Mendel's model predicts 75% Purple and 25% white plants.

Mendel collects data by growing 929 plants.

Mendel finds 705 out of 929 to be purple ().

*We need to asses this evidence.  To what degree does it support or refute the model?*

    1. Mendel has calculated a statistic (~.7589) or |.7589 - .75|
        lets use the statistic expressed as an absolute distance
        This is the standard way to compare whether two numbers are different
    2. We need to simulate this statistic to understand how this statistic would behave
        if the model were true.
    3. We compare Mendels's statistic to the simulation to understand the degree to which it
        could have come from the model Mendel proposes.

In [None]:
#Simulate one statistic
model_proportions = [0.75, 0.25]
abs(100 * sample_proportions(989, model_proportions).item(0) - 75)#the difference between the simulated % of purple plants and 75%

In [None]:
#Simulate many statistics
distances = make_array()

repetitions = 10000
for i in np.arange(repetitions):
    one_distance = abs(100 * sample_proportions(929, model_proportions).item(0) - 75)
    distances = np.append(distances, one_distance)

In [None]:
Table().with_column(
    'Distance between Sample % and 75%', distances
).hist()

In [None]:
#Compare observed statistic to simulated statistics
observed_statistic = abs (100 * (705 / 929) - 75)
observed_statistic

Table().with_column(
    'Distance between Sample % and 75%', distances
).hist()
plots.scatter(observed_statistic, .008, color='red', s=30);

In [None]:
observed_statistic

In [None]:
# Example 3 Multiple categories

In [None]:
jury = Table().with_columns(
    'Ethnicity', make_array('Asian', 'Black', 'Latino', 'White', 'Other'),
    'Eligible', make_array(0.15, 0.18, 0.12, 0.54, 0.01),
    'Panels', make_array(0.26, 0.08, 0.08, 0.54, 0.04)
)

jury

In [None]:
jury.barh('Ethnicity')#which ethnicities are over/under represented?

In [None]:
#what would a random sample look like?
eligible_population = jury.column('Eligible')
sample_distribution = sample_proportions(1453, eligible_population)
panels_and_sample = jury.with_column('Random Sample', sample_distribution)
panels_and_sample

In [None]:
panels_and_sample.barh('Ethnicity')

Instead of comparing two numbers like we did before we need to compare two distributions!  

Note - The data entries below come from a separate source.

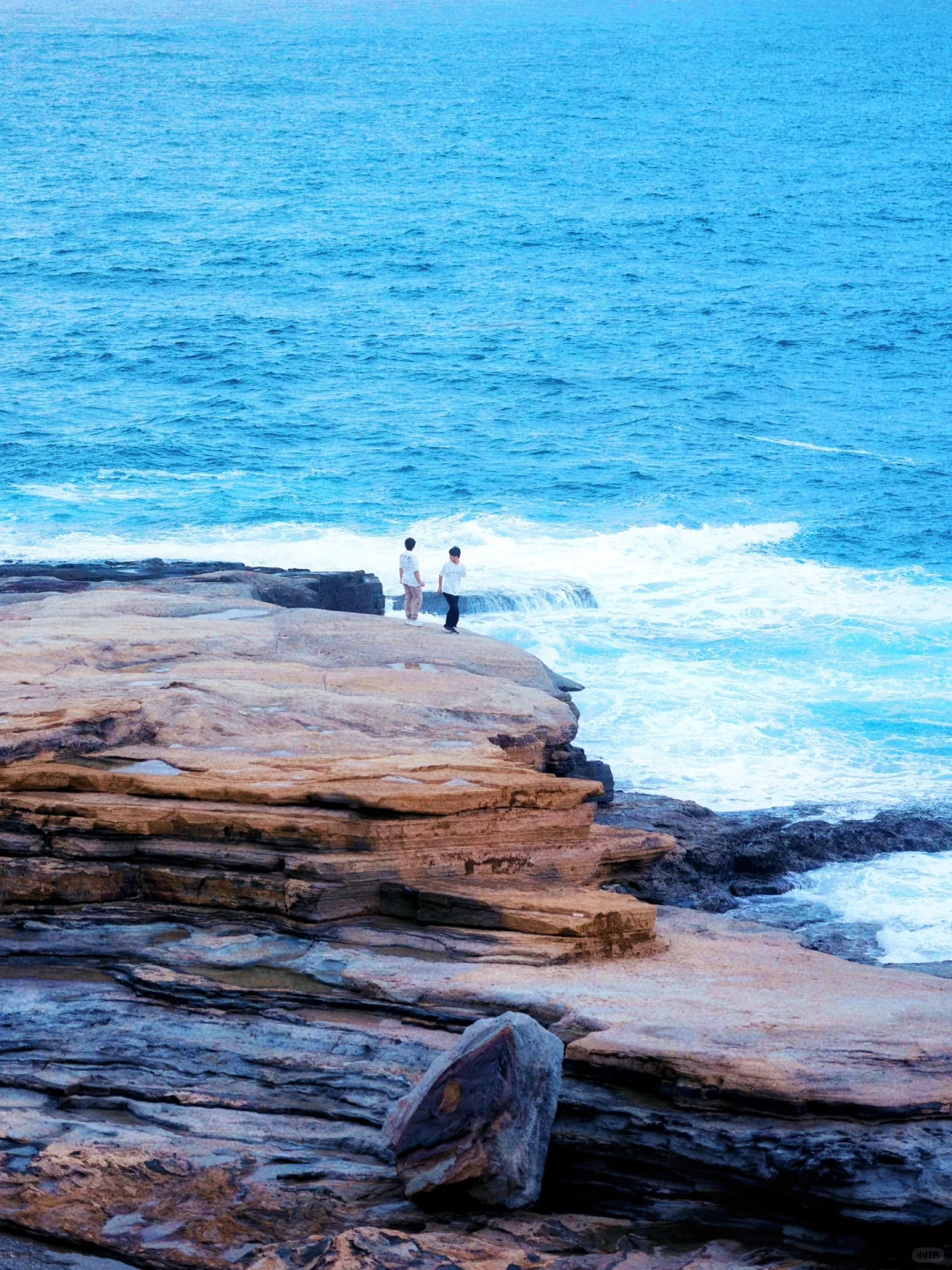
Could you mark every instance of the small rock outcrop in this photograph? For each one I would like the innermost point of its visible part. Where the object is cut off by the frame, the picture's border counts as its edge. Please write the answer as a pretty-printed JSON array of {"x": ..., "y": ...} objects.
[
  {"x": 482, "y": 1114},
  {"x": 351, "y": 591}
]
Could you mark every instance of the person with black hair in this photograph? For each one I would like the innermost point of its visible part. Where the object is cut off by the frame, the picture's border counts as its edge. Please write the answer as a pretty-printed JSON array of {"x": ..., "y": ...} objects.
[
  {"x": 450, "y": 582},
  {"x": 412, "y": 580}
]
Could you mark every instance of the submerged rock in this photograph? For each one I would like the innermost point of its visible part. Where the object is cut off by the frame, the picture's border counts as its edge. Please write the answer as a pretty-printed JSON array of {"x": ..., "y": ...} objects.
[
  {"x": 260, "y": 866},
  {"x": 481, "y": 1117},
  {"x": 723, "y": 859}
]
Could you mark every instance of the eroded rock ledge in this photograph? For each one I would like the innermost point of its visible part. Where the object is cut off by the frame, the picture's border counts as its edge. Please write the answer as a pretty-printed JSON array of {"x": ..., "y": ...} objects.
[{"x": 260, "y": 866}]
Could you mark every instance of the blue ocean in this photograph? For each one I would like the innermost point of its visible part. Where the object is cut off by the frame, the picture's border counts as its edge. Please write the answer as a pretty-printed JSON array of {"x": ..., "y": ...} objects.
[{"x": 646, "y": 296}]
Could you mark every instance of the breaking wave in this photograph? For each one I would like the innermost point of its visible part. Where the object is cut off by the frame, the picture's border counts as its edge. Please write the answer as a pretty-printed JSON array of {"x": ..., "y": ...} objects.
[{"x": 718, "y": 664}]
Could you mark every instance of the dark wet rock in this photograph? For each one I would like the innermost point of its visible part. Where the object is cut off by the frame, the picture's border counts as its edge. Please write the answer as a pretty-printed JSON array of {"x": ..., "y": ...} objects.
[
  {"x": 726, "y": 857},
  {"x": 525, "y": 1243},
  {"x": 343, "y": 591},
  {"x": 481, "y": 1117},
  {"x": 573, "y": 761}
]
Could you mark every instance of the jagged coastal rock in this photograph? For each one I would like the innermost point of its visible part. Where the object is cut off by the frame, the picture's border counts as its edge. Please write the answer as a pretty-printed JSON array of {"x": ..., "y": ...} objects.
[{"x": 260, "y": 866}]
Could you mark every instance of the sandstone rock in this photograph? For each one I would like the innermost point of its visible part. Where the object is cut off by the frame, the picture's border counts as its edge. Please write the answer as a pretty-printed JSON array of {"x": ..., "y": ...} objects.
[
  {"x": 611, "y": 925},
  {"x": 481, "y": 1116}
]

We need a new static to summarize the difference between distributions

In [None]:
# Augment the table with a column of differences between proportions

jury_with_diffs = jury.with_column(
    'Difference', jury.column('Panels') - jury.column('Eligible')
)
jury_with_diffs

If we add up the differences they are zero! (By construction, since Eligible and Panel both sum to 1)

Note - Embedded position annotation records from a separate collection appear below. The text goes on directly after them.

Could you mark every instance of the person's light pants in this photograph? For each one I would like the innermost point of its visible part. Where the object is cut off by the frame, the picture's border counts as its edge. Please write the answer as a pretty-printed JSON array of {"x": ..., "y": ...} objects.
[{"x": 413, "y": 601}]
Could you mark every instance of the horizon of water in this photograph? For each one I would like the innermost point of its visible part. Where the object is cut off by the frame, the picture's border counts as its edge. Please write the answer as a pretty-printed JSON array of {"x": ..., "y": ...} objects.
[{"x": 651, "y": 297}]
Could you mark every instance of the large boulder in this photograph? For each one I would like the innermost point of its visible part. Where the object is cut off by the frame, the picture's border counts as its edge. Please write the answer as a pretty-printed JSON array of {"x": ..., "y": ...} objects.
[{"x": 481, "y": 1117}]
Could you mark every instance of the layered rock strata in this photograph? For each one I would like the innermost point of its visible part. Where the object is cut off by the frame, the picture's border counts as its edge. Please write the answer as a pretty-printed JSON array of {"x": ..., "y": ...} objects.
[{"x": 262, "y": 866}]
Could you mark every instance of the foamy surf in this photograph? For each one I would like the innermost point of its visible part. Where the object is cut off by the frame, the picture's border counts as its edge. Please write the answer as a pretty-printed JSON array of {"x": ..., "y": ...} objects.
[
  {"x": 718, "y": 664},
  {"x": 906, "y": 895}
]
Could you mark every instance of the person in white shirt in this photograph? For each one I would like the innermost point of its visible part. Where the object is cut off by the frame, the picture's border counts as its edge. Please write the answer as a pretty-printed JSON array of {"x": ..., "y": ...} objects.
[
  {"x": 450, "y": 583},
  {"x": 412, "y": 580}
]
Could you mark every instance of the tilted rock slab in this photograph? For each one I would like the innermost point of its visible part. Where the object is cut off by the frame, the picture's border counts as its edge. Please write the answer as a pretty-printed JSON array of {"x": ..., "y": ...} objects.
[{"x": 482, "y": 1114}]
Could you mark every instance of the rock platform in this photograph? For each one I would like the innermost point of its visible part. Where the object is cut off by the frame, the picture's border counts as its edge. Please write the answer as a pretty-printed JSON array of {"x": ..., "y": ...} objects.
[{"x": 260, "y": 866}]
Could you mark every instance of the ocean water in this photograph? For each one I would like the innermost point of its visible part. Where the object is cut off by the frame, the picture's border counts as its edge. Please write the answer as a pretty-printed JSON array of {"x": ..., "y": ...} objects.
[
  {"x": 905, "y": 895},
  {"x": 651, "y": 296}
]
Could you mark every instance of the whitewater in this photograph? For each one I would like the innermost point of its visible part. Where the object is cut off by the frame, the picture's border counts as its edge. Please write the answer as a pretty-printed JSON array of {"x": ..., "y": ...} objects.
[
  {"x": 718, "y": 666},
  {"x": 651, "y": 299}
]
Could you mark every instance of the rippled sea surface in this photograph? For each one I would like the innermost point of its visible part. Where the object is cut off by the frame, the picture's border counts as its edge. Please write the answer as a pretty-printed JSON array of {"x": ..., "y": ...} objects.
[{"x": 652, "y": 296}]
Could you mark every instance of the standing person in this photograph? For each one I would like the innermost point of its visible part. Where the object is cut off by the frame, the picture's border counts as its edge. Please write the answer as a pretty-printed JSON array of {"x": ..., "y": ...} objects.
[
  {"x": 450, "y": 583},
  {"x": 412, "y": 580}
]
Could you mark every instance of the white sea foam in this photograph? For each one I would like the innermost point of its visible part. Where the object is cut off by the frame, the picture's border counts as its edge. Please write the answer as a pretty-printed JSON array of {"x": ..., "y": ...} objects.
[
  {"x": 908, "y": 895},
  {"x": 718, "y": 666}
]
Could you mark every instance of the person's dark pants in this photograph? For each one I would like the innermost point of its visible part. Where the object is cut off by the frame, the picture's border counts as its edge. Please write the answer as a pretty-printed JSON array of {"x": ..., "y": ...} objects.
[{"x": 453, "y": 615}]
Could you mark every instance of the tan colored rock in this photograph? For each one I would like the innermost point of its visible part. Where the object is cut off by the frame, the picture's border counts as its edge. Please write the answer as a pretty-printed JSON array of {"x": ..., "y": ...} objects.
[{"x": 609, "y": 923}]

We can fix this by only looking at either the positive or negative difference (they will be the same), or we can look at the absolute total distance/2. All these will be the same.

In [None]:
jury_with_diffs = jury_with_diffs.with_column(
    'Absolute Difference', np.abs(jury_with_diffs.column('Difference'))
)

jury_with_diffs

In [None]:
jury_with_diffs.column('Absolute Difference').sum()/2

Now We need to simulate one value of the statistic

In [None]:
def total_variation_distance(distribution_1, distribution_2):
    return sum(np.abs(distribution_1 - distribution_2)) / 2

#check to see if function works
total_variation_distance(jury.column('Panels'), jury.column('Eligible'))

In [None]:
sample_distribution = sample_proportions(1453, eligible_population)
total_variation_distance(sample_distribution, eligible_population)


In [None]:
# Simulate total variation distance between
# distribution of sample selected at random
# and distribution of eligible population

eligible_population = jury.column('Eligible')
panel_size = 1453

tvds = make_array()

repetitions = 5000
for i in np.arange(repetitions):
    sample_distribution = sample_proportions(panel_size, eligible_population)
    new_tvd = total_variation_distance(sample_distribution, eligible_population)
    tvds = np.append(tvds, new_tvd)

In [None]:
Table().with_column('TVD', tvds).hist(bins=np.arange(0, 0.2, 0.005))
plots.scatter(.14, 1.4, color='red', s=30);

In [None]:
np.array([1,2,3])

In [None]:
make_array([[[1,2,3], [4,5,6], [7,8,9]], [[1,2,3], [4,5,6], [7,8,9]]])

In [None]:
np.array([[[1,2,3], [4,5,6], [7,8,9]], [[1,2,3], [4,5,6], [7,8,9]]])